免疫学フロンティア研究センターの黒崎知博教授(理化学研究所統合生命医科学研究センター兼任)を中心とする共同研究グループは、免疫細胞の一つである記憶B細胞が抗体を作り出す細胞(抗体産生細胞)に分化しやすいのは、転写因子 Bach2の発現量低下が要因であることを、マウスを使った実験で明らかにしました。

私たちの体は、1度出会った細菌やウイルスなどの抗原に再び出会うと、一度目よりも大量の抗体を迅速に作り出して生体を防御します。これは、一度目の免疫反応で攻撃対象である抗原を記憶し免疫を獲得した記憶B細胞が、抗体産生細胞に分化しやすいためです。この分化能力は、「B細胞の表面に発現している分子の型に起因する」という仮説が唱えられていましたが、いまだ実証されていませんでした。

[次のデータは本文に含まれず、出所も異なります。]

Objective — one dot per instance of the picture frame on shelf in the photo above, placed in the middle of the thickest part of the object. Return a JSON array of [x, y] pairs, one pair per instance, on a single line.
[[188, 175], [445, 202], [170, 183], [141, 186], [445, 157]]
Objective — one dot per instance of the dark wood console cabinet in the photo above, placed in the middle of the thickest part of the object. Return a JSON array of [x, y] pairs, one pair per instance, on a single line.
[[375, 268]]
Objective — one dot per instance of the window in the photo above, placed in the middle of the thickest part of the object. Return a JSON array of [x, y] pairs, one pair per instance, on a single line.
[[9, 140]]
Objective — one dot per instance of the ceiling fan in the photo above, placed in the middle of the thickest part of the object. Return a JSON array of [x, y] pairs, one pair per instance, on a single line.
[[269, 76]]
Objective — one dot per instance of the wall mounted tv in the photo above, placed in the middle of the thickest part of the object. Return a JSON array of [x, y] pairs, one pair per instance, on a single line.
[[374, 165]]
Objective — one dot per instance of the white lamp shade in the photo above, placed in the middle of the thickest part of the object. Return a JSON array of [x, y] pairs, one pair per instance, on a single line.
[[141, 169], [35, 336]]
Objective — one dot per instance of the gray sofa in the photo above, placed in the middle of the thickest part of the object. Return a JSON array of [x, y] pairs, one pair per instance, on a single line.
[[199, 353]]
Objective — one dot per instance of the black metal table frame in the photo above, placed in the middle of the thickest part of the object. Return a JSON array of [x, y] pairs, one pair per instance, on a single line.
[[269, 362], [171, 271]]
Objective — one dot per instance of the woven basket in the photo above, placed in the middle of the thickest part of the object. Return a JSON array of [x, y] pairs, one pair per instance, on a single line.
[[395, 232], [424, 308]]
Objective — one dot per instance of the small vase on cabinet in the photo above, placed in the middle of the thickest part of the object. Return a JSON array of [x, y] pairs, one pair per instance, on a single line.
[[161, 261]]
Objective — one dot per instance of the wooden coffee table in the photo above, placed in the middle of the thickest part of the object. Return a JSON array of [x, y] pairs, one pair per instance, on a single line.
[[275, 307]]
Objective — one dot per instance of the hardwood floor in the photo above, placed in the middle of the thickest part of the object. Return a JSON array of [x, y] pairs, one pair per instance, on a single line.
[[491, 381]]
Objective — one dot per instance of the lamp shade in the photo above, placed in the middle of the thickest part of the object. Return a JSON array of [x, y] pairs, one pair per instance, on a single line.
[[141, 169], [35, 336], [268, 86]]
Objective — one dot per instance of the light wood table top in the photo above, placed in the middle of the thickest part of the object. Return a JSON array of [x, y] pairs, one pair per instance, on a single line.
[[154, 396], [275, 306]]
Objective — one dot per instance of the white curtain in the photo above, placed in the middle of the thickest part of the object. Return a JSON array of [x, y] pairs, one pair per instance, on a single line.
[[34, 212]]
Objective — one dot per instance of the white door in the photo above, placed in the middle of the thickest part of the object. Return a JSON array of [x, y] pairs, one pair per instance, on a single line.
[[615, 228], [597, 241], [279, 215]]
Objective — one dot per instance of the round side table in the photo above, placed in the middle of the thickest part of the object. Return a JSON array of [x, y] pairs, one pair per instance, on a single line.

黒崎教授らのグループは、遺伝子改変マウスなどを用いた解析の結果、従来の仮説を覆し、細胞内における転写因子Bach2の発現量低下が、記憶B細胞から抗体産生細胞への分化に重要であることを突き止めました。抗体産生細胞の不足は、感染防御に対する能力を低下させます。逆に、過剰な活性化はアレルギーや自己免疫疾患を引き起こしたりします。今後、転写因子Bach2を標的とした効果的なワクチン開発につながると期待できます。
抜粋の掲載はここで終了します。